The Law of Attraction as a Manager of Expansion
The program then turns to cards from Getting into the Vortex, which Sugandhi uses to explore the law of attraction. One card states that the universal law of attraction is managing expansion, while another describes people as vibrational beings continually emanating desires. Sugandhi interprets these ideas through the music appearing in her current environment, suggesting that the universe may be responding not only to conscious thoughts but also to stored inner energy, past experience, and emotional vibration. She distinguishes this inner energy from the soul itself, saying she views the soul as divine while emotional or subconscious material may influence manifested experience.
Las Vegas, Fun, and the Energy of Desired Experience
Sugandhi connects the recurring music to another important part of her life: Las Vegas and her personal association with the song “Girls Just Want to Have Fun.” She explains that she attended Cyndi Lauper’s concert and regards the song as expressing a guiding attitude of wanting enjoyment, happiness, and a lively experience of life. She clarifies that this does not mean women cannot be responsible in marriage, family, or other commitments; rather, she sees the desire for fun as an authentic energetic preference. Because the song begins appearing repeatedly in her current setting, she interprets it as another example of past energy, memory, and desire resurfacing in present experience.
Choosing Lunch with Jay-Z Over $500,000
A major portion of the episode considers the popular question: would a person rather receive $500,000 or have lunch with Jay-Z? Sugandhi says that despite not being a fan of his music, appearance, or personal choices, her immediate response was that she would choose the lunch. She reflects on why her mind assigned more value to the experience of meeting a highly successful person than to the money itself. Using another card about desire and alignment, she suggests that the choice may reveal an absence of perceived financial shortage in her energy field: her mind did not urgently grasp for the money because it did not automatically operate from a feeling of lack.
Attention, Shortage, and Creating One’s Reality
Toward the end, Sugandhi expands the discussion into a broader teaching about attention and manifestation. She argues that people’s automatic thoughts reveal whether they are operating from abundance, desire, enjoyment, competition, or perceived shortage.
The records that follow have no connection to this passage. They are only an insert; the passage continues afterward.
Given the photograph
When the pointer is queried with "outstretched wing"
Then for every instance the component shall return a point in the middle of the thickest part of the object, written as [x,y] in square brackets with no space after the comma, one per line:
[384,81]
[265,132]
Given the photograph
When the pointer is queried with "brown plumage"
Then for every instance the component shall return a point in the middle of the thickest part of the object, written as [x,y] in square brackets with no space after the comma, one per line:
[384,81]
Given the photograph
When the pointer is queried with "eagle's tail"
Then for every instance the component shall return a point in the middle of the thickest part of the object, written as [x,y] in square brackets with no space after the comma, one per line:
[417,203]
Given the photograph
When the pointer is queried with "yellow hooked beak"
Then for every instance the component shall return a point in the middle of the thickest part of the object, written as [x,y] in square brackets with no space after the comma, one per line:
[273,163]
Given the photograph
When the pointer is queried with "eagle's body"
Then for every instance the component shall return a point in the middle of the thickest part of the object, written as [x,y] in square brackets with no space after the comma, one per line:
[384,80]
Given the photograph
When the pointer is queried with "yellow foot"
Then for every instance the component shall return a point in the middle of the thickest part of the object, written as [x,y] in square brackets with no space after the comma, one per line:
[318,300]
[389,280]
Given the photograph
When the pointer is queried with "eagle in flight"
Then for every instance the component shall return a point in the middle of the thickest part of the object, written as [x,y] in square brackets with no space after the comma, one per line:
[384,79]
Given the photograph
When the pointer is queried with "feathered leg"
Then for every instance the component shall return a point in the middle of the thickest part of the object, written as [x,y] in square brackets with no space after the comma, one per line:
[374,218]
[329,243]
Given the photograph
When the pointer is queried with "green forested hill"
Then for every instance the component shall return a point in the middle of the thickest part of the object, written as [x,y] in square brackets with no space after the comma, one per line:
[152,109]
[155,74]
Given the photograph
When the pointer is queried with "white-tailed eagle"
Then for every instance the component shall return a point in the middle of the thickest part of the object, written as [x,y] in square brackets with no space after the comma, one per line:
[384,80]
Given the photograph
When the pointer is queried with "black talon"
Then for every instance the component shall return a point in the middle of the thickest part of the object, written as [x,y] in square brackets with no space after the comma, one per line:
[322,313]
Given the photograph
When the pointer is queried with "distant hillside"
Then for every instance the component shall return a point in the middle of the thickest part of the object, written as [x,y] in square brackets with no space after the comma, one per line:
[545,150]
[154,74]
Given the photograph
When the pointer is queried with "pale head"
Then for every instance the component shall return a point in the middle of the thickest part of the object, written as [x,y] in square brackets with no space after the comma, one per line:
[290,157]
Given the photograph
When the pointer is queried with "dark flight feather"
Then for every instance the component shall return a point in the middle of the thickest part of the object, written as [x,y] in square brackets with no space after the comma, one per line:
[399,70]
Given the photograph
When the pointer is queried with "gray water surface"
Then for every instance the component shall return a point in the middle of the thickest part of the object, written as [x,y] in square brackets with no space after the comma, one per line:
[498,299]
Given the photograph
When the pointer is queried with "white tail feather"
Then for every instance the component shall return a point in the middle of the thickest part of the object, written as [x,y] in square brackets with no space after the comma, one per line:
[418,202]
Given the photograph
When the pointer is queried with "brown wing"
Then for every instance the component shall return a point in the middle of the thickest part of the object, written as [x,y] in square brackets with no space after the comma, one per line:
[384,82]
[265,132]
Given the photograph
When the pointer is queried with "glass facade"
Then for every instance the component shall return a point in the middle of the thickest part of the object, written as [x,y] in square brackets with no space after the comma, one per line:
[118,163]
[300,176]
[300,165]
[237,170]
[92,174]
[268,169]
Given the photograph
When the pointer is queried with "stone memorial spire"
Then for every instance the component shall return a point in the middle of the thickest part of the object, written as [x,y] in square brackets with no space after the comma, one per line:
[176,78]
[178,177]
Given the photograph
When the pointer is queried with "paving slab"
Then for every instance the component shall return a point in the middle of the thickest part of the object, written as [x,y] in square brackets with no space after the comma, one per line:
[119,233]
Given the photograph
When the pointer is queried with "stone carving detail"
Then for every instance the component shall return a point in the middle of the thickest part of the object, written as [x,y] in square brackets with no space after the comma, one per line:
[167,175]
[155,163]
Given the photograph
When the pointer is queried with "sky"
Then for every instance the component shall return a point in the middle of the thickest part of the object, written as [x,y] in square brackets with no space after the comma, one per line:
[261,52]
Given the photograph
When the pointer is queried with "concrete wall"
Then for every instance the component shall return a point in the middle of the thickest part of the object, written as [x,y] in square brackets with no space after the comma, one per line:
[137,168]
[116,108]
She also connects this principle to her recent focus on laborers and service workers, observing that a delivery person rang the doorbell during the broadcast after she had spent considerable energy thinking and talking about that subject. For Sugandhi, this becomes an example of how concentrated attention may draw corresponding experiences into one’s reality. She closes by encouraging listeners to observe what they are focusing on, notice whether their energy reflects good fortune or lack, and move intentionally toward the experiences they truly want.